Pour Pierre Poilievre, ce sera l’occasion de se faire connaître au Québec. Certes, M. Poilievre a de la visibilité, mais il y est moins connu que M. Charest. Il aura l’occasion de faire une première bonne impression auprès de plusieurs. Sa réputation le précède ; ses attaques percutantes et ses déclarations fracassantes sont appréciées. Mais comme mon ancien collègue, l’ex-stratège conservateur Yan Plante l’a déjà dit en utilisant l’analogie du gâteau au chocolat : on aime un morceau, mais on n’a pas toujours envie de manger tout le gâteau. Il devra modérer le risque d’écœurement.

Les autres candidats sont unilingues anglais ou presque, à l’exception de Patrick Brown qui a un français laborieux. Ils vont lire ou réciter des cartons, ce qui fera en sorte qu’une partie du débat sera lassante. Il est certain que la couverture médiatique relèvera cette faiblesse qui n’améliorera pas l’image du PCC au Québec. Il est inacceptable que le parti accepte des candidatures à la chefferie de personnes qui ne sont pas bilingues. La description du poste est pourtant claire : pouvoir s’adresser à tous les Canadiens. Le Bloc québécois a sans doute son communiqué de presse déjà écrit avec les mots « mépris » et « Québec bashing » pour tous les cas de figure.

Jeu de séduction

 

On peut s’attendre que le projet de loi 96 sur la langue officielle et commune du Québec, le français, s’invite au débat, en plus de la Loi sur la laïcité de l’État. La situation inacceptable au chemin Roxham sera dénoncée. La relance de GNL Québec sera sur toutes les lèvres. J’ose espérer qu’il y aura des blocs de questions plus conséquents sur les affaires étrangères, la défense et l’économie. Il y a quand même une guerre qui fait rage et l’économie est notre fonds de commerce.

Il sera intéressant de compter les occurrences du mot « liberté ». Il a l’avantage de se prononcer facilement, même avec un accent anglophone, et de répondre à une multitude de sujets. Il ne faut pas oublier qu’Éric Duhaime a réussi à recruter plus de 57 000 membres au Québec avec ce positionnement.

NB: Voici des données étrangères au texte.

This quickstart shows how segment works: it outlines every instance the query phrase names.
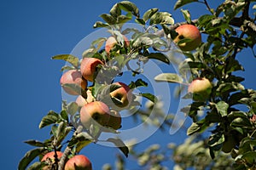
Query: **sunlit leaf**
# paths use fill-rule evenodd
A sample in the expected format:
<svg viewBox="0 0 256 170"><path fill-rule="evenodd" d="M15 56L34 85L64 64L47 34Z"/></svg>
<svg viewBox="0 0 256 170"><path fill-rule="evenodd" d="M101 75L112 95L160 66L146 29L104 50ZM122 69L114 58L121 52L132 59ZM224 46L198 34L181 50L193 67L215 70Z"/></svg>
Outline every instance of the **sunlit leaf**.
<svg viewBox="0 0 256 170"><path fill-rule="evenodd" d="M242 159L246 160L246 162L251 165L254 164L256 162L256 152L255 151L249 151L241 156Z"/></svg>
<svg viewBox="0 0 256 170"><path fill-rule="evenodd" d="M216 109L222 116L227 116L229 105L224 101L219 101L216 104Z"/></svg>
<svg viewBox="0 0 256 170"><path fill-rule="evenodd" d="M170 60L168 60L168 58L162 53L150 53L146 57L148 57L148 59L155 59L160 60L168 65L170 64Z"/></svg>
<svg viewBox="0 0 256 170"><path fill-rule="evenodd" d="M147 10L143 14L143 20L144 21L148 20L153 16L153 14L154 14L158 10L159 10L158 8L150 8Z"/></svg>
<svg viewBox="0 0 256 170"><path fill-rule="evenodd" d="M183 83L183 80L175 73L161 73L154 77L157 82L168 82L175 83Z"/></svg>
<svg viewBox="0 0 256 170"><path fill-rule="evenodd" d="M191 23L191 16L190 16L189 11L189 10L181 9L181 12L183 13L183 17L187 20L187 22L189 24L190 24Z"/></svg>
<svg viewBox="0 0 256 170"><path fill-rule="evenodd" d="M131 12L137 17L139 17L139 9L138 8L130 1L122 1L118 3L119 8L125 11Z"/></svg>
<svg viewBox="0 0 256 170"><path fill-rule="evenodd" d="M93 27L94 28L102 28L102 27L108 27L109 25L108 24L105 24L103 22L101 22L101 21L97 21L96 22L94 25L93 25Z"/></svg>
<svg viewBox="0 0 256 170"><path fill-rule="evenodd" d="M40 142L38 140L34 140L34 139L26 140L26 141L25 141L25 143L28 144L30 145L32 145L32 146L37 146L37 147L44 147L44 144L43 142Z"/></svg>
<svg viewBox="0 0 256 170"><path fill-rule="evenodd" d="M193 2L198 2L198 0L177 0L174 5L174 9Z"/></svg>
<svg viewBox="0 0 256 170"><path fill-rule="evenodd" d="M110 14L101 14L100 17L102 17L109 25L116 24L116 20Z"/></svg>
<svg viewBox="0 0 256 170"><path fill-rule="evenodd" d="M199 126L197 123L193 122L192 125L188 128L187 135L191 135L195 133L197 133L200 131L201 126Z"/></svg>
<svg viewBox="0 0 256 170"><path fill-rule="evenodd" d="M69 62L71 65L73 65L76 68L79 66L79 58L77 58L77 57L75 57L72 54L55 55L55 56L53 56L51 59L53 59L53 60L63 60L65 61Z"/></svg>
<svg viewBox="0 0 256 170"><path fill-rule="evenodd" d="M152 94L141 94L141 95L154 103L157 102L157 100L158 100L157 97L155 97Z"/></svg>
<svg viewBox="0 0 256 170"><path fill-rule="evenodd" d="M43 163L43 162L34 162L33 164L32 164L32 165L27 168L27 170L38 170L38 169L41 169L43 166L44 166L44 163Z"/></svg>
<svg viewBox="0 0 256 170"><path fill-rule="evenodd" d="M126 157L128 157L129 149L121 139L110 138L108 139L107 141L114 144L114 145L117 146Z"/></svg>
<svg viewBox="0 0 256 170"><path fill-rule="evenodd" d="M79 109L79 105L76 102L71 102L67 105L67 112L70 115L74 115Z"/></svg>
<svg viewBox="0 0 256 170"><path fill-rule="evenodd" d="M109 13L114 18L117 18L118 16L119 16L121 14L121 9L119 7L118 3L115 3L112 7L112 8L110 9Z"/></svg>
<svg viewBox="0 0 256 170"><path fill-rule="evenodd" d="M19 170L25 170L26 167L40 154L45 151L46 149L44 147L36 148L34 150L31 150L27 151L24 157L20 160L19 163L18 169Z"/></svg>
<svg viewBox="0 0 256 170"><path fill-rule="evenodd" d="M39 128L54 124L59 121L59 115L54 111L49 111L47 116L43 117Z"/></svg>

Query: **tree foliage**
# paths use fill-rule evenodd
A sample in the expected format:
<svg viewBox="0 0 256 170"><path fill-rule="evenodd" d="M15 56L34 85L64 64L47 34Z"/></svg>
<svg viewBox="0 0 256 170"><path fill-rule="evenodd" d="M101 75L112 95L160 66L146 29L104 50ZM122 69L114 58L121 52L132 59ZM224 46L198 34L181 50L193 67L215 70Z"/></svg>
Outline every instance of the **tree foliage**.
<svg viewBox="0 0 256 170"><path fill-rule="evenodd" d="M114 4L109 14L101 14L102 21L96 21L95 28L107 28L111 36L114 37L117 43L106 53L102 48L106 37L101 37L91 42L88 49L84 49L83 58L96 58L108 65L98 69L100 79L96 79L89 87L96 100L104 101L119 86L112 82L117 76L122 76L125 67L137 77L143 74L143 67L147 66L149 60L170 65L177 65L177 74L165 72L155 76L156 82L167 82L188 85L198 77L206 77L212 83L209 99L197 101L191 94L182 96L191 99L192 103L181 109L188 115L193 123L187 128L188 138L183 144L169 144L160 146L155 144L145 150L138 150L136 146L127 147L120 139L109 138L106 142L113 144L125 156L133 156L137 161L141 169L167 169L166 162L173 162L174 169L253 169L256 168L256 91L247 89L242 84L244 77L236 76L238 71L244 71L237 55L244 49L251 48L255 56L253 47L256 42L255 14L250 14L255 8L253 0L226 0L220 3L216 8L212 8L207 0L177 0L174 9L184 7L188 3L204 3L209 14L202 14L200 18L191 20L189 10L182 9L184 22L175 23L173 16L159 8L150 8L141 14L135 3L122 1ZM254 17L254 18L253 18ZM136 28L123 28L126 22L134 21L141 25L143 31ZM176 61L173 56L166 54L174 45L172 40L176 37L175 28L183 24L196 26L206 38L194 51L182 52L186 60ZM129 46L124 43L123 35L131 34ZM163 38L165 37L165 38ZM186 42L188 40L184 40ZM63 60L70 65L62 67L65 70L79 70L80 60L71 54L60 54L52 57L54 60ZM253 60L253 59L252 59ZM138 65L134 69L130 62L135 60ZM189 68L188 68L189 67ZM187 75L188 69L191 71ZM101 72L102 71L102 72ZM101 74L102 73L102 74ZM76 91L81 91L78 87L67 84ZM147 88L145 80L137 78L131 81L131 89ZM181 95L184 88L177 91ZM83 92L87 98L86 92ZM137 97L148 100L150 105L146 107L137 102ZM114 104L120 102L113 99ZM108 102L108 101L106 101ZM160 100L154 94L142 93L133 94L131 108L139 106L132 116L135 120L144 121L150 117L153 105L155 106L156 115L150 117L150 124L160 127L166 131L173 121L173 116L165 117L160 108ZM128 110L131 109L127 109ZM246 109L244 109L246 108ZM31 165L36 157L42 158L43 155L51 150L63 150L64 155L59 162L59 169L63 168L67 158L78 154L90 143L97 143L99 136L104 131L92 125L90 129L84 128L79 123L79 107L75 102L62 101L62 110L58 113L54 110L43 117L39 128L51 126L50 138L45 141L28 140L26 143L35 146L21 159L19 169L38 169L44 163L36 162ZM165 118L163 124L159 119ZM108 128L108 133L117 133L118 131ZM210 131L208 133L207 131ZM71 139L68 139L71 133ZM64 147L65 146L65 147ZM125 158L118 155L116 169L125 169ZM103 169L113 169L106 164Z"/></svg>

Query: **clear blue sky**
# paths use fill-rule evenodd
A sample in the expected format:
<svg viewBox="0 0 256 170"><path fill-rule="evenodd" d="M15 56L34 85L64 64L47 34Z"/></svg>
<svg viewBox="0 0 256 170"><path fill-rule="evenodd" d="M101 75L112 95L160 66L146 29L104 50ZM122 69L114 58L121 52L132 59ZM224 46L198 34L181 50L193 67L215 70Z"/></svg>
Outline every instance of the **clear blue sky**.
<svg viewBox="0 0 256 170"><path fill-rule="evenodd" d="M1 169L17 169L23 155L32 149L23 141L49 138L49 128L40 130L38 123L49 110L61 110L60 69L65 64L51 60L50 57L69 54L82 38L95 31L92 26L101 20L99 15L108 13L116 2L119 1L1 2ZM142 14L150 8L159 8L172 14L176 22L183 21L180 10L172 9L174 2L148 0L137 1L136 4ZM183 8L189 8L192 19L195 19L206 8L192 3ZM244 85L255 88L255 59L251 51L240 54L238 60L246 70L239 73L246 77ZM140 147L144 149L155 142L182 142L183 137L182 133L173 138L158 132ZM90 144L82 154L91 160L97 170L104 163L113 164L118 152L116 149ZM127 161L131 162L128 167L132 169L135 162L131 157Z"/></svg>

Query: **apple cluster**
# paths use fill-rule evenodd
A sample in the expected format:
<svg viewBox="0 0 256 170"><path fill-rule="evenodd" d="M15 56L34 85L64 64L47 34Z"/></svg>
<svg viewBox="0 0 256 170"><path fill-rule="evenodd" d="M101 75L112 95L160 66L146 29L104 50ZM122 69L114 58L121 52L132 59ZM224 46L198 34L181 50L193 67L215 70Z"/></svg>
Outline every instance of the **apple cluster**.
<svg viewBox="0 0 256 170"><path fill-rule="evenodd" d="M128 39L123 36L124 44L129 46ZM105 51L109 54L118 42L113 37L106 41ZM80 62L79 70L69 70L61 77L61 85L63 90L71 95L79 95L76 103L80 107L80 122L85 128L89 128L92 123L97 123L102 127L111 128L114 130L121 127L121 116L118 110L127 108L132 99L132 93L129 86L124 82L116 82L112 84L119 88L109 92L109 99L115 99L119 102L108 102L96 100L92 92L87 87L88 82L95 82L99 68L105 65L105 61L96 58L87 58L86 56ZM73 84L86 92L86 98L81 95L67 84ZM109 104L111 103L111 104Z"/></svg>
<svg viewBox="0 0 256 170"><path fill-rule="evenodd" d="M50 170L53 167L53 165L55 162L58 162L61 158L63 153L61 151L51 151L44 156L41 159L42 162L44 162L46 165L42 168L43 170ZM56 157L55 157L56 156ZM55 161L57 159L57 162ZM71 157L65 164L64 170L91 170L92 166L90 161L83 155L77 155Z"/></svg>

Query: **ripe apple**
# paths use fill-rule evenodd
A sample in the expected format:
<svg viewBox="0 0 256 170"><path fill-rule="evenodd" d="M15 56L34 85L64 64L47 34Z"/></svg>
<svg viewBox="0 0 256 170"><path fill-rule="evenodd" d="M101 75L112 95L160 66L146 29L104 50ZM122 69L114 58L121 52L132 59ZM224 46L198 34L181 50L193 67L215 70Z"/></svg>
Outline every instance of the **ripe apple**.
<svg viewBox="0 0 256 170"><path fill-rule="evenodd" d="M93 97L93 95L91 94L91 91L90 90L87 90L86 91L86 94L87 94L87 98L86 99L81 96L81 95L79 95L77 99L76 99L76 103L78 104L78 105L79 107L83 107L84 105L85 105L86 104L89 104L92 101L95 100L95 98Z"/></svg>
<svg viewBox="0 0 256 170"><path fill-rule="evenodd" d="M81 72L77 70L70 70L65 72L61 77L60 83L64 91L71 95L79 95L79 94L70 88L63 87L64 84L77 84L83 89L87 88L87 81L83 78Z"/></svg>
<svg viewBox="0 0 256 170"><path fill-rule="evenodd" d="M173 40L174 42L178 43L179 41L184 38L189 39L189 42L178 43L178 47L183 51L192 51L201 42L201 33L198 28L193 25L182 25L175 31L178 35Z"/></svg>
<svg viewBox="0 0 256 170"><path fill-rule="evenodd" d="M81 108L80 121L86 128L89 128L90 124L95 122L102 126L106 126L109 120L109 108L106 104L101 101L93 101Z"/></svg>
<svg viewBox="0 0 256 170"><path fill-rule="evenodd" d="M130 45L130 42L127 39L125 36L123 35L124 40L125 40L125 47L128 47ZM105 45L105 51L107 54L110 53L110 50L113 48L113 46L117 43L117 40L115 37L109 37L107 41L106 41L106 45Z"/></svg>
<svg viewBox="0 0 256 170"><path fill-rule="evenodd" d="M60 160L63 155L62 152L56 151L56 154L57 154L58 160ZM44 166L42 168L43 170L50 170L51 169L51 165L55 163L55 152L51 151L51 152L45 154L43 156L43 158L41 159L41 162L46 162L46 164L48 165L48 166Z"/></svg>
<svg viewBox="0 0 256 170"><path fill-rule="evenodd" d="M116 104L116 105L121 108L128 106L132 99L131 90L126 84L123 82L114 82L113 84L121 86L120 88L110 93L110 96L112 98L115 98L120 101L120 104Z"/></svg>
<svg viewBox="0 0 256 170"><path fill-rule="evenodd" d="M70 158L65 164L65 170L91 170L90 161L83 155L77 155Z"/></svg>
<svg viewBox="0 0 256 170"><path fill-rule="evenodd" d="M115 130L121 128L122 117L120 114L116 110L111 110L109 121L107 127L110 127Z"/></svg>
<svg viewBox="0 0 256 170"><path fill-rule="evenodd" d="M212 83L207 78L196 78L189 84L188 92L193 94L193 99L205 101L212 92Z"/></svg>
<svg viewBox="0 0 256 170"><path fill-rule="evenodd" d="M93 82L96 77L98 65L104 65L104 63L99 59L84 58L80 65L83 77L90 82Z"/></svg>

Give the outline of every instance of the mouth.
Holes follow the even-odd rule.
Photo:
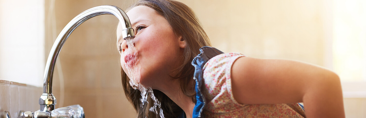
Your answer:
[[[127,54],[124,56],[124,63],[127,66],[131,67],[135,64],[136,56],[135,55]]]

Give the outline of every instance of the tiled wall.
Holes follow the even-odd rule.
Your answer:
[[[19,111],[34,112],[40,109],[38,100],[43,88],[0,80],[0,107],[17,118]]]

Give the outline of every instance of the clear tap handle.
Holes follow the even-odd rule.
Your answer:
[[[85,114],[84,113],[84,108],[79,104],[69,106],[67,107],[70,107],[75,112],[74,118],[85,118]]]
[[[55,109],[51,111],[51,118],[74,118],[75,117],[75,112],[69,107]]]

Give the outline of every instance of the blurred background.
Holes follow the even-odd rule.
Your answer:
[[[366,117],[366,1],[178,1],[193,10],[213,47],[224,52],[335,71],[347,117]],[[133,2],[0,0],[0,79],[42,87],[51,48],[69,22],[94,7],[125,10]],[[54,71],[56,108],[79,104],[88,118],[135,117],[122,88],[117,22],[111,15],[98,16],[70,36]]]

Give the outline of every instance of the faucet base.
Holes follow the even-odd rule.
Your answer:
[[[51,112],[55,108],[56,98],[53,94],[44,93],[41,96],[38,103],[41,105],[41,111]]]

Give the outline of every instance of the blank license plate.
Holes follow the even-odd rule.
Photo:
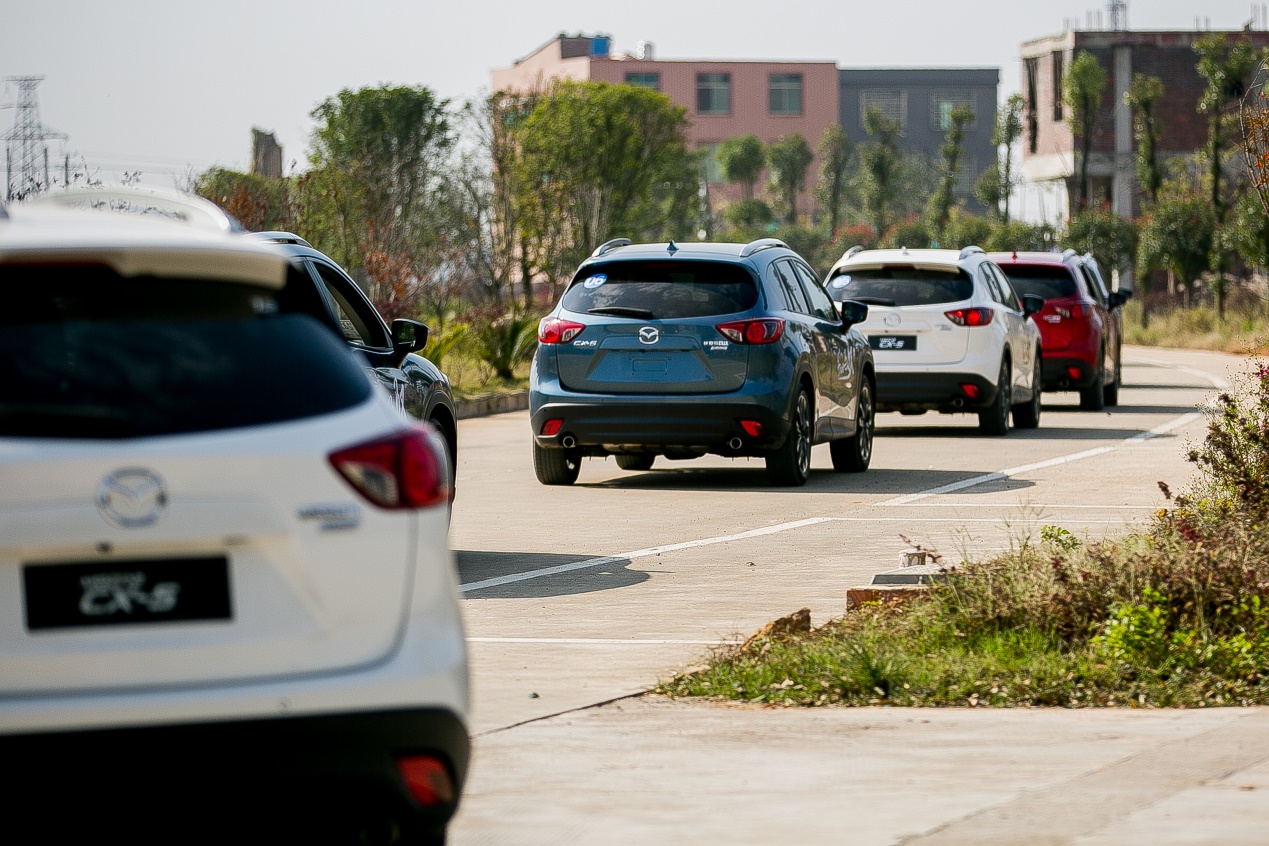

« L’histoire me sera indulgente, car j’ai l’intention de l’écrire », a dit Winston Churchill. MM. Charest et Poilievre tenteront de faire de même. Le premier fera certainement quelques raccourcis sur son passé et son bilan comme premier ministre. Le second ne manquera pas de réécrire à son tour sa version.

Après ce débat, il ne restera qu’une dizaine de jours de sprint final avant le terme du recrutement, le 3 juin. Après cette date : alea jacta est. Les équipes entameront un marathon de BBQ avec les membres actuels. Le nerf de la guerre se fera sur trois fronts : identification, communications directes et machine pour faire sortir le vote.

Un jeu de séduction s’opérera également afin de convaincre les membres de mettre le nom des candidats sur le bulletin de vote dans l’ordre permettant un report des votes favorable. Il s’agit d’un vote préférentiel, avec plusieurs tours de scrutin, tant qu’un candidat n’obtient pas la majorité.

Lors de la dernière course, on avait dénombré quelque 270 000 membres, dont 175 000 avaient exercé leur droit de vote, avec un taux de participation avoisinant les 65 %. Un nombre record de 400 000 membres est évoqué pour cette course.